The most commonly reported AE In the studies where teverelix DP is administered via SC administration was an injection site reaction, particularly injection site induration, generally of a mild intensity. In all trials, an injection site inspection was performed at every study visit post-administration (either as a formal safety endpoint in three trials or as part of analyzing AEs in two trials), and it was not up to the trial subjects to report any reactions experienced as was the case in the pivotal degarelix clinical trial [10]. Injection site induration is a feature of the physicochemical properties of teverelix DP in that it forms a depot upon SC injection (most likely a gel-like depot). This lends the product its slow-release properties, but it is mild and not bothersome to the patients. As teverelix DP is released into the circulation, the induration reduces in size and invariably disappears over time. Due to the different milieu following IM injection—where there is a high degree of vascularization and less adipose tissue—induration is not an issue. Indeed, this different milieu explains the different PK profiles (late phase Tmax and Cmax) observed following SC versus IM administration [18].

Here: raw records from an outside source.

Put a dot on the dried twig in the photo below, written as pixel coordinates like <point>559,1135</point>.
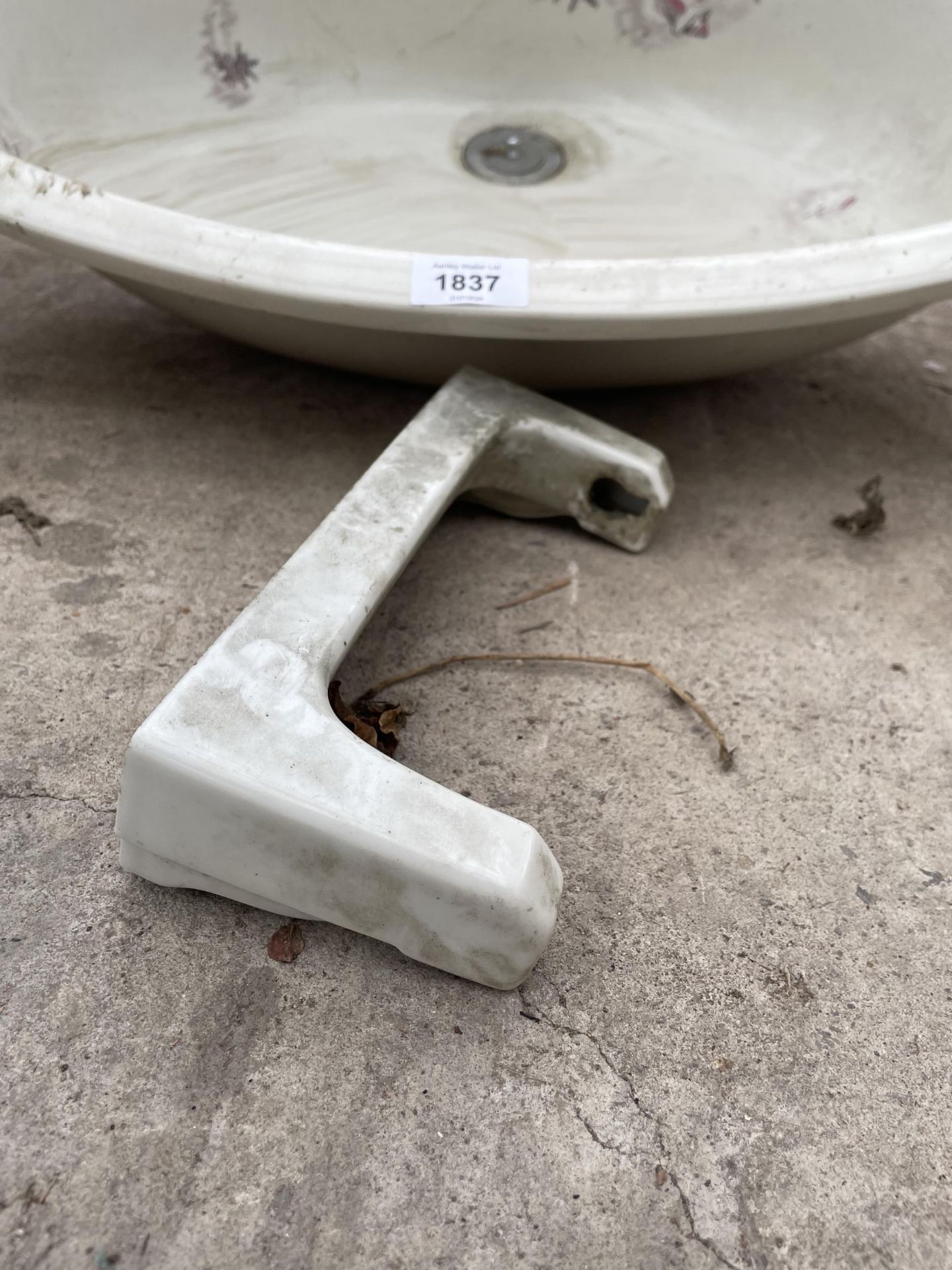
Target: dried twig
<point>725,753</point>
<point>536,595</point>
<point>871,516</point>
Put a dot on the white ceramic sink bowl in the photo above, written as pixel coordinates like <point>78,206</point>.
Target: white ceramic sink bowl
<point>744,179</point>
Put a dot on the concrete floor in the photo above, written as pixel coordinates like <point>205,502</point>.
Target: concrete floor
<point>735,1049</point>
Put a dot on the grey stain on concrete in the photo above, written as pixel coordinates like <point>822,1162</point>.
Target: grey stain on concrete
<point>92,589</point>
<point>719,1001</point>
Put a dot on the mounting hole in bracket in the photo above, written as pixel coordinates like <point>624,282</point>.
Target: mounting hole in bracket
<point>610,495</point>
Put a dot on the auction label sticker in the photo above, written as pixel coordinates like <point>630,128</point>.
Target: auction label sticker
<point>494,281</point>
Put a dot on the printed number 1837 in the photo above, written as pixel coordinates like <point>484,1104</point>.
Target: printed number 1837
<point>466,282</point>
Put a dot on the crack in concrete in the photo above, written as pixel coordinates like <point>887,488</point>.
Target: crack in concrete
<point>602,1143</point>
<point>55,798</point>
<point>534,1010</point>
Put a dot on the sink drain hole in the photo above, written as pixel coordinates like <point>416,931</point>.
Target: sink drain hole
<point>513,155</point>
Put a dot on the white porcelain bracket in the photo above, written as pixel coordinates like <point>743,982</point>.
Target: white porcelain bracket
<point>244,783</point>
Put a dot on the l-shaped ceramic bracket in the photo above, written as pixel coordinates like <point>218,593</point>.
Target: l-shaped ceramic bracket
<point>244,783</point>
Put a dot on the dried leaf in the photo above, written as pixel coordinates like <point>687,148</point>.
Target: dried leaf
<point>379,723</point>
<point>24,516</point>
<point>287,944</point>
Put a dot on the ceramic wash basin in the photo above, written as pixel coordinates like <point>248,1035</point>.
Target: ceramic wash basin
<point>666,189</point>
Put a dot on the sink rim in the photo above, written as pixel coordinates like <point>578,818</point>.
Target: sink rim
<point>579,298</point>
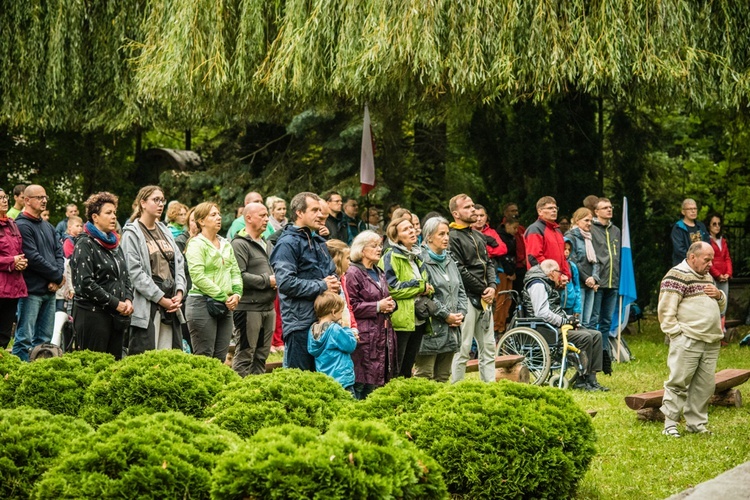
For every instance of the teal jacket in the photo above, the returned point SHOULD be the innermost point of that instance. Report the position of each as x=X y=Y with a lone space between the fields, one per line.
x=403 y=286
x=214 y=271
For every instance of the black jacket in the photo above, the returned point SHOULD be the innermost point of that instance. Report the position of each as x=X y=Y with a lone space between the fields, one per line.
x=252 y=258
x=469 y=250
x=44 y=253
x=100 y=276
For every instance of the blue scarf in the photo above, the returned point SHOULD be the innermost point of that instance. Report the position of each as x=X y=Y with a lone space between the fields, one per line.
x=107 y=240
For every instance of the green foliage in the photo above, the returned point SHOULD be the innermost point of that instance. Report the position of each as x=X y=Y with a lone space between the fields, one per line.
x=31 y=442
x=399 y=397
x=57 y=385
x=354 y=459
x=156 y=381
x=505 y=440
x=283 y=396
x=164 y=455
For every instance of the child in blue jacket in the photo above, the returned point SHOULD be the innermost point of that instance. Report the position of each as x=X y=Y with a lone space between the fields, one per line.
x=571 y=296
x=330 y=343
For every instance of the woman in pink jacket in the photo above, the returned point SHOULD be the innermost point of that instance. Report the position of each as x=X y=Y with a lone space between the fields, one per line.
x=721 y=268
x=12 y=264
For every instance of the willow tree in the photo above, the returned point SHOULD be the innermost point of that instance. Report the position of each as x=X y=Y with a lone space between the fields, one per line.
x=115 y=63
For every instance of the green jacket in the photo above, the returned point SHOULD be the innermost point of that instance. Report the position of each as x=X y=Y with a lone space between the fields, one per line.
x=403 y=286
x=214 y=272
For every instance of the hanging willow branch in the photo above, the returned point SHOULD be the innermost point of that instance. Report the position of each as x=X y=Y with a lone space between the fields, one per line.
x=111 y=64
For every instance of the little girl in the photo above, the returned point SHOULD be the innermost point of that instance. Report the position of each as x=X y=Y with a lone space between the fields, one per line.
x=330 y=343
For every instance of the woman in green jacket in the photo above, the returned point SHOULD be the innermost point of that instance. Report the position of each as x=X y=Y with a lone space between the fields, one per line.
x=217 y=285
x=407 y=279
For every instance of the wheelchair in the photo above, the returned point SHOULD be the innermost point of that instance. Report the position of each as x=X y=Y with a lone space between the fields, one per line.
x=549 y=356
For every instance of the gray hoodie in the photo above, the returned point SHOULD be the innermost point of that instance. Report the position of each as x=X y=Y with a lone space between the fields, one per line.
x=145 y=290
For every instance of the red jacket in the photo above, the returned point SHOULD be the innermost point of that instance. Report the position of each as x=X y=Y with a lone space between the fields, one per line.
x=545 y=241
x=498 y=251
x=722 y=261
x=12 y=284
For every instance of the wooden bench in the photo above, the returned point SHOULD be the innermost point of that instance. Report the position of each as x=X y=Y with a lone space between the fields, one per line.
x=647 y=404
x=508 y=367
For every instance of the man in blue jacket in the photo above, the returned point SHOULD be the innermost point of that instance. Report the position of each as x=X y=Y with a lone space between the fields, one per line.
x=43 y=276
x=303 y=269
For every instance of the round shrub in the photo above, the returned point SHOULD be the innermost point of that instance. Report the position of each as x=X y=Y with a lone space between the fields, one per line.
x=162 y=455
x=57 y=385
x=505 y=440
x=398 y=397
x=31 y=442
x=286 y=396
x=155 y=381
x=354 y=459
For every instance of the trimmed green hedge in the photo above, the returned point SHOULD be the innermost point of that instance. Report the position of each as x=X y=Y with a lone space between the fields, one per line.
x=30 y=444
x=398 y=397
x=163 y=455
x=57 y=385
x=156 y=381
x=505 y=440
x=285 y=396
x=353 y=459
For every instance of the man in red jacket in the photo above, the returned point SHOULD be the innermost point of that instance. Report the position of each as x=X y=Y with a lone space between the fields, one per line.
x=543 y=238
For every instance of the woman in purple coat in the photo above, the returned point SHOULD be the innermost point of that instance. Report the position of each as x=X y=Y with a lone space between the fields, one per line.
x=375 y=359
x=12 y=264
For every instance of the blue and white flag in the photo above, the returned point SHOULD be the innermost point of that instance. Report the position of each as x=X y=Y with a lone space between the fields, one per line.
x=627 y=276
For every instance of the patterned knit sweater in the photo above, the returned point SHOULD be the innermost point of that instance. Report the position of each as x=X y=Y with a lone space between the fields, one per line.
x=684 y=308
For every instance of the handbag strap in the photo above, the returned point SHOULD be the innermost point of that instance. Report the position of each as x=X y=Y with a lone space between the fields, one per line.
x=157 y=244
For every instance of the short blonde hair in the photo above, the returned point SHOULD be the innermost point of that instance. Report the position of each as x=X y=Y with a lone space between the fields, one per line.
x=360 y=242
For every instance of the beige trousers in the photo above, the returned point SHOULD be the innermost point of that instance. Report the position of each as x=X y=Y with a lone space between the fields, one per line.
x=692 y=364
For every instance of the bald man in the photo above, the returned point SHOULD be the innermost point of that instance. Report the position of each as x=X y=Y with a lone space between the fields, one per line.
x=43 y=276
x=255 y=317
x=239 y=222
x=689 y=309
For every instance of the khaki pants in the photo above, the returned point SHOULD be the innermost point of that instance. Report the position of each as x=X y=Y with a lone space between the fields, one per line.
x=434 y=366
x=691 y=383
x=476 y=325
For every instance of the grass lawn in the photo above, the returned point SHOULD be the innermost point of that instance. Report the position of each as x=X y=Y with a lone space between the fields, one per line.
x=634 y=459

The effective loading doses of teverelix DP required injections to be administered on 3 consecutive days, which is inconvenient for the patients and may have implications for healthcare costs and resource utilization. Ideally, the loading dose would be administered at a single clinic visit, and data from this study have laid the foundations for such a regimen.

An ongoing Phase 2B clinical trial (NCT04693507) with teverelix DP is testing initial loading doses of 120 mg SC plus 120 mg IM injections and 180 mg SC plus 180 mg IM injections—administered on Day 0—followed by maintenance doses of teverelix DP 120 mg SC or 180 mg SC at Day 42 and every 6 weeks up to Day 168. The establishment of an effective dosing regimen of teverelix DP in prostate cancer patients will facilitate the conduct of a Phase 3 trial in advanced prostate cancer patients at increased CV risk to test the potential CV superiority of teverelix DP versus leuprolide. The development of an ADT agent with improved CV safety will meet an unmet clinical need in this patient population.

5. Conclusions

There is an unmet clinical need for a GnRH antagonist that has improved local tolerability and a sustained duration of action. Teverelix DP has the potential to address both of these points. Good local tolerability has been evidenced in numerous clinical trials, and data reported from two regimens with mean periods of castration of 55.32 days and 68.95 days, respectively, suggest that an injection interval of 6+ weeks may be a possibility. PK and PD modelling of existing data plus further clinical trials to test loading and maintenance doses will be required.